De prins veroorloofde zich in zijn interview enkele opmerkingen over economie en ecologie, die passen in zijn engagement voor de natuur waarmee hij zijn dagen zinvol probeert te vullen. Het klonk niet onverstandig en er zou niemand over zijn gestruikeld, als hij niet de fout had gemaakt om enkele namen te noemen van politici en bedrijven die het volgens hem niet goed hebben gedaan. De rel – nee, het relletje – roept herinneringen op aan de politieke onvrede die de Engelse kroonprins Charles zich enkele jaren geleden op de hals haalde met wat onvoorzichtige uitspraken over de skyline van Londen.

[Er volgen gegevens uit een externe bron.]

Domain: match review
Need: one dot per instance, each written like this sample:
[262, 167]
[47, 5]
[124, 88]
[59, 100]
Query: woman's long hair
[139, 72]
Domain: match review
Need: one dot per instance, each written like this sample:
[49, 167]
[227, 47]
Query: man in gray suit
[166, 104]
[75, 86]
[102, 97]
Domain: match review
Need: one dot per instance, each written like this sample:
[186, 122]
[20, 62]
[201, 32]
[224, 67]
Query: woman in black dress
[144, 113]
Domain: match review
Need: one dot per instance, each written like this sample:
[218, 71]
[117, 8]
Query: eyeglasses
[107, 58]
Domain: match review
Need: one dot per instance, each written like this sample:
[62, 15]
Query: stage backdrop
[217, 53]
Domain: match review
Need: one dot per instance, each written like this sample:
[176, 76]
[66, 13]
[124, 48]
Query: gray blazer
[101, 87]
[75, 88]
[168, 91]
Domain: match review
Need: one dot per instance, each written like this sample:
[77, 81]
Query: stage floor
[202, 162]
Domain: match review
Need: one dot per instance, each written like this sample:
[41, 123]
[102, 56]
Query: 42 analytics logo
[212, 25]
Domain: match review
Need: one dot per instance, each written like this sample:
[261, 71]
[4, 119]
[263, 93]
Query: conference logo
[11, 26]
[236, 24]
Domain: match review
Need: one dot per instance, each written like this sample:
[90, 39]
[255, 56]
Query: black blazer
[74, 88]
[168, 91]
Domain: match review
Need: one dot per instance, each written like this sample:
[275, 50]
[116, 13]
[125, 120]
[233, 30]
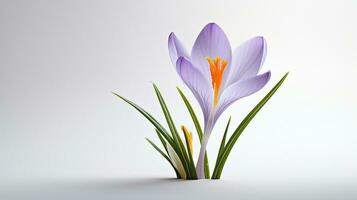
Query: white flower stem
[200, 163]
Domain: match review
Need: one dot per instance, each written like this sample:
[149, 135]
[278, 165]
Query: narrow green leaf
[221, 148]
[163, 142]
[189, 153]
[165, 156]
[190, 169]
[232, 140]
[198, 129]
[147, 116]
[157, 125]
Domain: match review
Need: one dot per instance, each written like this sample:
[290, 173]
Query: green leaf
[157, 125]
[165, 156]
[189, 168]
[163, 142]
[192, 113]
[221, 148]
[232, 140]
[189, 150]
[198, 129]
[160, 129]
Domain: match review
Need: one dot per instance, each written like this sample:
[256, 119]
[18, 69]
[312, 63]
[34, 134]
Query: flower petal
[176, 49]
[212, 42]
[241, 89]
[247, 59]
[199, 86]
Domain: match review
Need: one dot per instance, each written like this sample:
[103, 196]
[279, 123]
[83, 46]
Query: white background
[60, 60]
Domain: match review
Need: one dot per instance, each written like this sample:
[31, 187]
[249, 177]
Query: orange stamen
[217, 67]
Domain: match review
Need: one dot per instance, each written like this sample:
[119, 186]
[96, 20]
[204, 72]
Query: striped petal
[199, 86]
[241, 89]
[247, 59]
[211, 42]
[176, 48]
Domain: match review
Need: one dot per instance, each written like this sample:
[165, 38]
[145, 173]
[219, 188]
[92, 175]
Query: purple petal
[212, 42]
[247, 59]
[241, 89]
[176, 49]
[199, 86]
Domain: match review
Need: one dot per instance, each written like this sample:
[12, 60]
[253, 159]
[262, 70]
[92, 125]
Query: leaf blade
[244, 124]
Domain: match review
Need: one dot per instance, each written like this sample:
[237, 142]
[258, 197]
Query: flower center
[216, 66]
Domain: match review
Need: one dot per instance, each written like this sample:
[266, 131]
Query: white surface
[60, 60]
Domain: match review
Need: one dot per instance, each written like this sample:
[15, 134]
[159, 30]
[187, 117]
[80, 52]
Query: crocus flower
[216, 76]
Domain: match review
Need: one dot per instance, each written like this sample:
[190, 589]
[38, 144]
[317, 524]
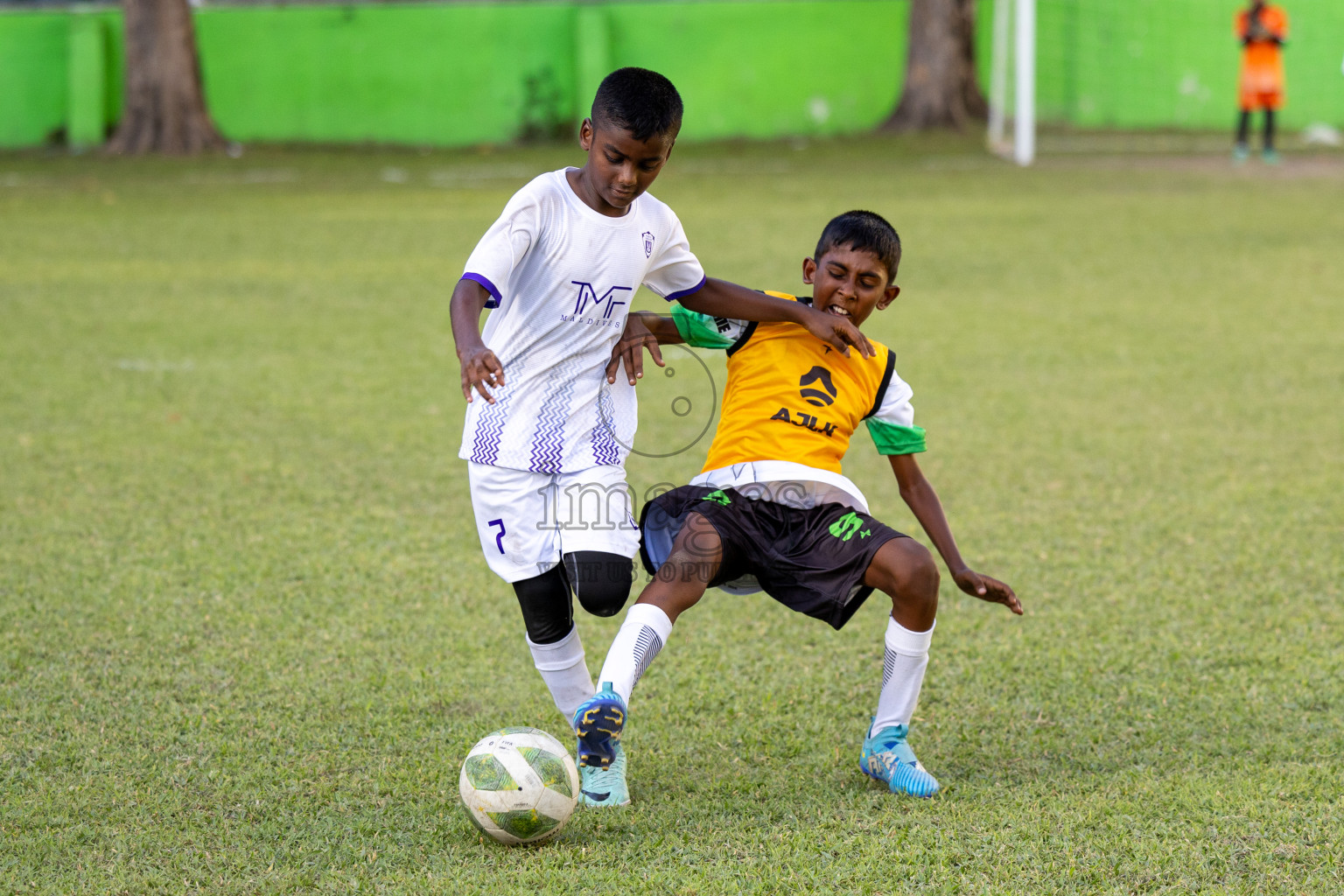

Wat Laurent vertelde, sluit aan bij het verzet dat zich de voorbije dagen in Washington liet horen tegen de vergadering van het Internationaal Muntfonds en de Wereldbank over, onder meer, het verder vrijmaken van de wereldhandel. Een bont gezelschap van actiegroepen, vakbonden, natuur- en derdewereldbewegingen stuurde eerder een soortgelijke topontmoeting in Seattle in de war. De rebel uit het Paleis zit zo op één lijn met een brede stroming die zich kant tegen de mondiale greep van de economie op de samenleving, die vooral vanuit de Verenigde Staten wordt aangemoedigd. Dat is merkwaardig voor een man, die blijft herhalen hoe erg het wel is dat hij geen plaats heeft op de zogenaamde Civiele Lijst, die leden van het koningshuis van overheidswege een dotatie toekent.

Prins Laurent is vast wel ‘sympathiek’. Tenminste, gemeten naar de normen waarop vedetten worden beoordeeld die moeten entertainen. Monseigneur heeft van zichzelf een hoge amusementswaarde. De man die hij op de korrel nam, Jean-Luc Dehaene, heeft dat niet. Maar die heeft, in tegenstelling tot Laurent, wel een verdienste: hij heeft het land in moeilijke omstandigheden bestuurd. Niet bevlogen of met de voet op het gaspedaal van een blitse Ferrari, maar met de voeten in de Brabantse klei. Ondanks alles beloonde de kiezer hem op 13 juni 1999 nog met een groot aantal voorkeurstemmen.

Het blijft zodoende uitkijken naar de toespraak die de prins zal houden als hij de eed aflegt als senator – het weze herhaald: toch al een uitzonderlijke situatie. Koningskinderen die het publieke domein betreden, begeven zich altijd op een hobbelig pad. Een kroontje alleen biedt dan nauwelijks bescherming tegen de boze buitenwereld.